Department of Clinical Medicine, Faculty of Health and Medical Sciences, University of Copenhagen, Copenhagen, Denmark.
Center of Fetal Medicine, Department of Gynecology, Fertility and Obstetrics, Copenhagen University Hospital, Rigshospitalet, Copenhagen, Denmark.
Ultrasound Obstet Gynecol. 2024 Jul;64(1):36-43. doi: 10.1002/uog.27608. Epub 2024 Jun 3.
Although remarkable strides have been made in fetal medicine and the prenatal diagnosis of congenital heart disease, around 60% of newborns with isolated coarctation of the aorta (CoA) are not identified prior to birth. The prenatal detection of CoA has been shown to have a notable impact on survival rates of affected infants. To this end, implementation of artificial intelligence (AI) in fetal ultrasound may represent a groundbreaking advance. We aimed to investigate whether the use of automated cardiac biometric measurements with AI during the 18-22-week anomaly scan would enhance the identification of fetuses that are at risk of developing CoA.
We developed an AI model capable of identifying standard cardiac planes and conducting automated cardiac biometric measurements. Our data consisted of pregnancy ultrasound image and outcome data spanning from 2008 to 2018 and collected from four distinct regions in Denmark. Cases with a postnatal diagnosis of CoA were paired with healthy controls in a ratio of 1:100 and matched for gestational age within 2 days. Cardiac biometrics obtained from the four-chamber and three-vessel views were included in a logistic regression-based prediction model. To assess its predictive capabilities, we assessed sensitivity and specificity on receiver-operating-characteristics (ROC) curves.
At the 18-22-week scan, the right ventricle (RV) area and length, left ventricle (LV) diameter and the ratios of RV/LV areas and main pulmonary artery/ascending aorta diameters showed significant differences, with Z-scores above 0.7, when comparing subjects with a postnatal diagnosis of CoA (n = 73) and healthy controls (n = 7300). Using logistic regression and backward feature selection, our prediction model had an area under the ROC curve of 0.96 and a specificity of 88.9% at a sensitivity of 90.4%.

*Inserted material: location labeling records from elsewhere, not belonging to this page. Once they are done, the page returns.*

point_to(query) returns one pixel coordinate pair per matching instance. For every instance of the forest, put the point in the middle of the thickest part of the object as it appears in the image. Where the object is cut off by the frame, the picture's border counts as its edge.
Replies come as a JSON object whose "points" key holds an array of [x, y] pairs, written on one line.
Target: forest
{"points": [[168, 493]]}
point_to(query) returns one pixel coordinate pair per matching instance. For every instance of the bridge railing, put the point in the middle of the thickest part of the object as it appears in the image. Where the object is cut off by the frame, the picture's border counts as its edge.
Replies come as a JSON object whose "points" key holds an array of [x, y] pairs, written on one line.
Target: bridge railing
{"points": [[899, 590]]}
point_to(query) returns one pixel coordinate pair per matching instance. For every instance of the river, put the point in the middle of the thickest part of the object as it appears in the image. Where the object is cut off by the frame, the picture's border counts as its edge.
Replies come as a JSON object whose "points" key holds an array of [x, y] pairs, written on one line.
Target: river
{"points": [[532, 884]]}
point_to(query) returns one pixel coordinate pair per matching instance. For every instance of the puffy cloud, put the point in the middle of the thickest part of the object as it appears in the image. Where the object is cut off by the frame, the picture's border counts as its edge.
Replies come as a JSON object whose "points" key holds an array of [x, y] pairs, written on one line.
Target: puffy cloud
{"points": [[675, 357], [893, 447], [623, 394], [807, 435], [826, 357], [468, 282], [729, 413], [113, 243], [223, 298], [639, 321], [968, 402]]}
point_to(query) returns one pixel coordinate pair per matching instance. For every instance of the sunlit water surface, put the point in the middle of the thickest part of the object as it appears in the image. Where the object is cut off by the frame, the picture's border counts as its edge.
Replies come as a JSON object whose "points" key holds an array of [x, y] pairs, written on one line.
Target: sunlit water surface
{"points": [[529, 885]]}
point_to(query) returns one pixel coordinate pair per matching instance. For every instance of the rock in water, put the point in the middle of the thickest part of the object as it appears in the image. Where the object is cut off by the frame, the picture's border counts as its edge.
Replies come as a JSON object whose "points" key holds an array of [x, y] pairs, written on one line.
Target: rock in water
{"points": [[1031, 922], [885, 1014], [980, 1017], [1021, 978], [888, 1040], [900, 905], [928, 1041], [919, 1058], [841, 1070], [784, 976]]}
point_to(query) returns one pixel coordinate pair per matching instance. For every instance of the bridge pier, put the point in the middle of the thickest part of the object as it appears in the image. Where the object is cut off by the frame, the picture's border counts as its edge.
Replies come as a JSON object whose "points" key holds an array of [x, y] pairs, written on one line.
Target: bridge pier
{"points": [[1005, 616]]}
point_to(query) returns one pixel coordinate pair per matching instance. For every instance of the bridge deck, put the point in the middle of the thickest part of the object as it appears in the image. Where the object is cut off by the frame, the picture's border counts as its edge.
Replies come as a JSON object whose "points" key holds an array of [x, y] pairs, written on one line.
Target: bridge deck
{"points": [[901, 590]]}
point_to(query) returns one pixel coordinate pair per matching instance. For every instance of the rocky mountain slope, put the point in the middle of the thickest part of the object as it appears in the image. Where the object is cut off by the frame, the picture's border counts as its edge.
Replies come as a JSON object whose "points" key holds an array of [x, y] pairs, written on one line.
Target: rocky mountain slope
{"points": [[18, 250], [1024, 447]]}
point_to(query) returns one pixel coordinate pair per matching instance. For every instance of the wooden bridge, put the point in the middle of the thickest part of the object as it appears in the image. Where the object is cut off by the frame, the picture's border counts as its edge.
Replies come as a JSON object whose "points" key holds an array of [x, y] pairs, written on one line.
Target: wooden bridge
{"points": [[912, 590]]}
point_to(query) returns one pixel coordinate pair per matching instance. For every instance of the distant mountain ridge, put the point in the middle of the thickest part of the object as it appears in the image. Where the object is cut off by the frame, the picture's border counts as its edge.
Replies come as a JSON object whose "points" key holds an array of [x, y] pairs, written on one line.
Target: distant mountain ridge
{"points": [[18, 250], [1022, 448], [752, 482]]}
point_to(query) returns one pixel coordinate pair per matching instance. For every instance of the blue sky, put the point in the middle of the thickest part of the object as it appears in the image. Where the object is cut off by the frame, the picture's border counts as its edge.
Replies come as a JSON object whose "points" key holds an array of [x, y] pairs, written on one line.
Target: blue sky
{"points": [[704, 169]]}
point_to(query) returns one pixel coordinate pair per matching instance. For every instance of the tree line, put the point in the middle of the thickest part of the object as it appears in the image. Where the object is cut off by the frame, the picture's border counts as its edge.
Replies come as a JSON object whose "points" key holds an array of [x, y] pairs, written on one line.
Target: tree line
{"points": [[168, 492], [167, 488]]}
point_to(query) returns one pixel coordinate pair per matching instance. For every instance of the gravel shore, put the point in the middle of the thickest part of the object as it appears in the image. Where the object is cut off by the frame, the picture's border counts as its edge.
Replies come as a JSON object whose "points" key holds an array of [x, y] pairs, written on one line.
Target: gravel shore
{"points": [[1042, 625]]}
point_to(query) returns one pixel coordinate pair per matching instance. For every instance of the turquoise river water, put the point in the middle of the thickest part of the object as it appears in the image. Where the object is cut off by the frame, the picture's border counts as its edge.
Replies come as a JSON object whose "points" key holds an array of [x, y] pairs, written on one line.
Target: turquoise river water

The integration of AI technology with automated cardiac biometric measurements obtained during the 18-22-week anomaly scan has the potential to enhance substantially the performance of screening for fetal CoA and subsequently the detection rate of CoA. Future research should clarify how AI technology can be used to aid in the screening and detection of congenital heart anomalies to improve neonatal outcomes. © 2024 The Authors. Ultrasound in Obstetrics & Gynecology published by John Wiley & Sons Ltd on behalf of International Society of Ultrasound in Obstetrics and Gynecology.
尽管胎儿医学和先天性心脏病产前诊断取得了显著进展,但约 60%的孤立性主动脉缩窄(CoA)新生儿在出生前未被发现。CoA 的产前检测已被证明对受影响婴儿的生存率有显著影响。为此,人工智能(AI)在胎儿超声中的应用可能代表着一项突破性进展。我们旨在研究在 18-22 周畸形扫描期间使用 AI 进行自动心脏生物测量是否会提高识别有发生 CoA 风险的胎儿的能力。
我们开发了一种能够识别标准心脏平面并进行自动心脏生物测量的 AI 模型。我们的数据来自 2008 年至 2018 年丹麦四个不同地区的妊娠超声图像和结局数据。将产后诊断为 CoA 的病例与健康对照组以 1:100 的比例配对,并在 2 天内按胎龄匹配。纳入四腔心和三血管切面的心脏生物测量值,并纳入基于逻辑回归的预测模型。为了评估其预测能力,我们在接受者操作特征(ROC)曲线上评估了敏感性和特异性。
在 18-22 周扫描时,比较患有产后 CoA(n=73)和健康对照组(n=7300)的病例时,右心室(RV)面积和长度、左心室(LV)直径以及 RV/LV 面积比和主肺动脉/升主动脉直径比的 Z 评分均大于 0.7,差异具有统计学意义。使用逻辑回归和后向特征选择,我们的预测模型的 ROC 曲线下面积为 0.96,特异性为 88.9%,敏感性为 90.4%。
将 AI 技术与 18-22 周畸形扫描期间获得的自动心脏生物测量相结合,有可能大大提高胎儿 CoA 的筛查性能,并随后提高 CoA 的检出率。未来的研究应阐明如何利用 AI 技术辅助先天性心脏异常的筛查和检测,以改善新生儿结局。©2024 作者。超声在妇产科由约翰威立父子公司出版代表国际妇产科超声学会。